I am not 100% sure why the Alienware 15 is slower than the GS43VR 6RE, however information technology'due south possible that MSI's offering has a better power direction and thermal solution that allows its GTX 1060 to hit higher heave clock speeds on a more consistent basis.

Throughout my testing of the Alienware 15, the GPU consistently sat well below the card's rated heave clock speed, sometimes reaching merely 1430 MHz depending on the game. This isn't a huge surprise considering the GPU is regularly power limited (the GTX 1060's TDP is just 85W), and temperatures typically striking 90°C during sustained gaming sessions.
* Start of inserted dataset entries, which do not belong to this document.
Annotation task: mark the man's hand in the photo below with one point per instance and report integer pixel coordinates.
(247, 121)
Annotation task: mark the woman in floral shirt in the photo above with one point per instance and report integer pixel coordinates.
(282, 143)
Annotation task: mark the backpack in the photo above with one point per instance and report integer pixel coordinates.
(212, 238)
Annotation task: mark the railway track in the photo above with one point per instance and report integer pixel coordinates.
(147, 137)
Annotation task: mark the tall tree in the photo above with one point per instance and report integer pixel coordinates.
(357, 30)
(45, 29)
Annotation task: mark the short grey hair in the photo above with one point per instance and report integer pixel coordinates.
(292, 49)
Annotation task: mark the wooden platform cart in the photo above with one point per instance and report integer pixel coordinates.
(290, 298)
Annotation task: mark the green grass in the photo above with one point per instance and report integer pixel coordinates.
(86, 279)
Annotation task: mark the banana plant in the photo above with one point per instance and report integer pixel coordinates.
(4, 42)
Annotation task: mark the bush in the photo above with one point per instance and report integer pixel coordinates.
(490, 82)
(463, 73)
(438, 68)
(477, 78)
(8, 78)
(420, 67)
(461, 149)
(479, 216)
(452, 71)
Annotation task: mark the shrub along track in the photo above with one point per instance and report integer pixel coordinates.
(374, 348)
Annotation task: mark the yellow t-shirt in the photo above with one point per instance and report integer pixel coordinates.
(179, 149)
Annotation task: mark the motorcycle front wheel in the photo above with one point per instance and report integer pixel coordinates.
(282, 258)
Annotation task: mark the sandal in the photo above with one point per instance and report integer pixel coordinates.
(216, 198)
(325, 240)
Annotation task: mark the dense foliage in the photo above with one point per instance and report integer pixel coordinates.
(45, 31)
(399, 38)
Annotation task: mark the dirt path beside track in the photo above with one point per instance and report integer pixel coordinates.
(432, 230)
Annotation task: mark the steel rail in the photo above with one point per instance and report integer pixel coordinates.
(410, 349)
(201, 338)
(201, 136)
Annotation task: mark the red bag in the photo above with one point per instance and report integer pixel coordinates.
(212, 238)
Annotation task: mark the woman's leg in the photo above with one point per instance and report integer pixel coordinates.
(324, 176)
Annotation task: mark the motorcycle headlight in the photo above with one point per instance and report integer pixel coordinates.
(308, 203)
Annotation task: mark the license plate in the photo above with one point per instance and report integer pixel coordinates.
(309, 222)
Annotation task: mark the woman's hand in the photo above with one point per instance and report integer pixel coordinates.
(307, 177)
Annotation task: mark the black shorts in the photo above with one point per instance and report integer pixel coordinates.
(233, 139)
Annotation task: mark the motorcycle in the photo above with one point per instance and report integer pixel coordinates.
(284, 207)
As such, at that place is essentially no room for overclocking the GPU.

Thermal performance is disappointing from the Alienware xv considering its large cooling solution; the GPU still runs quite hot, although typical CPU temperatures of 77°C nether heavy load are respectable. The laptop is very loud while either the CPU or GPU (or both) are beingness stressed, every bit its fans spin up to produce a tone similar to a small jet engine. The in-built speakers can overpower the fan dissonance in games, nonetheless you'll want a good pair of headphones to fully block out the dissonance.

The benefit to the Alienware 15'due south loud and beefy cooling solution is keeping the key areas of the laptop's surface absurd during gaming. The WASD keys reach just under 33°C during an extended gaming session, and its surrounding keys are under 30°C. The hottest part of the keyboard is around the nine primal, which reaches over 44°C under heavy load, however this area is seldom used for gaming applications.